突然の突風が、矢の軌道をズラし、逸らせたのだ。
「なんだ、何が起こっておる!?」
これに対し、オッサンは号令を掛ける。
「ここは我らが王国。地の利は、我らにある!!」
オッサンの掛け声と共に、こちら側の弓による一斉攻撃。
しかも追い風となったおかげで、森の方まで射撃が届くのだ。
「そうか。ヴェリアスの息吹だ!」
「なんだそれ」
「春頃になると、この平原には山から吹き下ろす突風が吹く事があるんだ」
「へぇー」
まさに神風。
さらにオーヴェスト側の後方から、大量の白い煙が噴き出して来たのだ。
「げほっ、ごほっ――」
「劣等のノーマンの奴ら、我らを燻すつもりか!?」
「ダメです隊長。

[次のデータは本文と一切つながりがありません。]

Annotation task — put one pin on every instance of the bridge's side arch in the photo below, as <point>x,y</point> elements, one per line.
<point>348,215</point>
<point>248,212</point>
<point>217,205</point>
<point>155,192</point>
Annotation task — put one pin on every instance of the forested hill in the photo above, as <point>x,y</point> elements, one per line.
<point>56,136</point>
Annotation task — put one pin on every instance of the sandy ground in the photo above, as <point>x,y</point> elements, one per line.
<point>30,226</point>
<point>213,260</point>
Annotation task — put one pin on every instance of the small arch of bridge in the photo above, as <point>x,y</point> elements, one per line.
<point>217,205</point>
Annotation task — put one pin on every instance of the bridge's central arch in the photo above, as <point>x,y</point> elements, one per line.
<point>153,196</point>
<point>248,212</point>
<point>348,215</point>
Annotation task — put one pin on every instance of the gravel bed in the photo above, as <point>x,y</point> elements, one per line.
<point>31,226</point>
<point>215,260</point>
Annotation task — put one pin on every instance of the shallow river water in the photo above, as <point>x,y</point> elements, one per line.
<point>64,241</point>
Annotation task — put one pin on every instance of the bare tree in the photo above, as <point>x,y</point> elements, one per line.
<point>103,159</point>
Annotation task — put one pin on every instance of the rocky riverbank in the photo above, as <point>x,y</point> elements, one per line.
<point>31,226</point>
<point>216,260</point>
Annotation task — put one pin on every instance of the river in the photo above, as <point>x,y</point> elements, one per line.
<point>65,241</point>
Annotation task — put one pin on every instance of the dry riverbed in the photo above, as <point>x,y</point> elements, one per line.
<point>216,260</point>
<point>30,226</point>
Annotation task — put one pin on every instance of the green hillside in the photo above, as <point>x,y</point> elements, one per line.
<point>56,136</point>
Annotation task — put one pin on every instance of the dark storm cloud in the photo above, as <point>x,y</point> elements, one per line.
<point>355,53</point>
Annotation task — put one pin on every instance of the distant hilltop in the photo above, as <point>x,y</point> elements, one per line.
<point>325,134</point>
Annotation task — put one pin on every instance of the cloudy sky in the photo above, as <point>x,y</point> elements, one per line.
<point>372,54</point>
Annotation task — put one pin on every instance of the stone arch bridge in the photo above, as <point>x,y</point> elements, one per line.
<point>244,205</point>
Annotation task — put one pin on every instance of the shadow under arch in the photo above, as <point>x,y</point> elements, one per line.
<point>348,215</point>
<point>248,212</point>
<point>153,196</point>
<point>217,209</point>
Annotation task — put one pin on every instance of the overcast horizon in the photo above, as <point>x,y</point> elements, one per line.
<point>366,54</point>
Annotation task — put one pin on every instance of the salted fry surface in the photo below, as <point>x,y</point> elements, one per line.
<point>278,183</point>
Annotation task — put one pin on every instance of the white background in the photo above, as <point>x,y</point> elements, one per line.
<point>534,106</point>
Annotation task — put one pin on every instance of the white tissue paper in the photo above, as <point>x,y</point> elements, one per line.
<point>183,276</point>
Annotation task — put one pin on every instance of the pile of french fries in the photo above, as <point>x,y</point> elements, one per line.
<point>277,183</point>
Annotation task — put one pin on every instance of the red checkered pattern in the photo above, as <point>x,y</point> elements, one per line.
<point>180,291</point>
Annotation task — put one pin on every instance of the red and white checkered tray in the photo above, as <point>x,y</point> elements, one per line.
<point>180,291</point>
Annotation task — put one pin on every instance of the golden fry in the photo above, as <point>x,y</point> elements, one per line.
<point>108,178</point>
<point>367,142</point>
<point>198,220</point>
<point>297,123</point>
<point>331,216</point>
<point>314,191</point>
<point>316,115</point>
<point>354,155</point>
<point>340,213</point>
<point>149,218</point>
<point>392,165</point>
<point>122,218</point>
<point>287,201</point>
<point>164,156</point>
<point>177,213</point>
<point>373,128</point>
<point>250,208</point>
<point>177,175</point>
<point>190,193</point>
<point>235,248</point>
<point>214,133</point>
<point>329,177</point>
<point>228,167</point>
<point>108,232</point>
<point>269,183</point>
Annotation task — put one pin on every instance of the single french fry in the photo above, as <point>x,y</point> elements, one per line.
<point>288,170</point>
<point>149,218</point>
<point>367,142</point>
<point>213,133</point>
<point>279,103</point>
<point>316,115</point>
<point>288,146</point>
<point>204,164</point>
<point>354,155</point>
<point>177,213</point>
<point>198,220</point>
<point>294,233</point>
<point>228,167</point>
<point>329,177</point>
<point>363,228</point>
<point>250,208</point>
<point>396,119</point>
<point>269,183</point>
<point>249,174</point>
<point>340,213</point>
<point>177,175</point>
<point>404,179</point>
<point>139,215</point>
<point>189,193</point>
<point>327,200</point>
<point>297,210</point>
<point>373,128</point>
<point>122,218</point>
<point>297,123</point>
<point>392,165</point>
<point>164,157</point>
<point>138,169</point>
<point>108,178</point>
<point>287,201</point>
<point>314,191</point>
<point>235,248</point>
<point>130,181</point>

この煙、獣を焼いているようです……」
「なんだと!? 退却だ。穢れた煙を吸うな! すぐに退却しろ!!」
「この草食い! 逃げんじゃねぇブヒィ!!」
予備隊の存在を気にしてか、オッサンも追撃はしなかった。
しかし2日目は、オーヴェスト側の大勝利に終わったのだ。
「良かったぁ……」
「確か勝利条件は7日目までに本陣を落とすこと、だったっけな。出来なければ双方そのまま撤退」
「このまま守ってれば勝てるって事?」
「まぁ負けは無いな。そもそも魔王軍側が攻める必要があっても、オッサン側に攻める理由はねぇ。今日みたいに守りに徹して、少しずつ削っていけば……って感じかな」
「でも凄いね彦丸。ラーメンだけでなくて、兵法まで詳しいのって」
「いや全然……まぁ昔、弟子入りしてた師匠が歴史とかそういうの好きで、その影響でちょっと勉強したりもしたけど……」
ラーメンに関係は無いと思い、あんまり真面目にはやってない。
「こうやって外から見てたら分かるってだけだ。実際に用兵しろなんか言われたら、速攻で断るぞ」
「ふふ……」
しかしこの様子だと、レティシア側の野営地は雰囲気最悪だろうな。
そう思いながら、俺はラーメンの仕込みに掛かるのだった。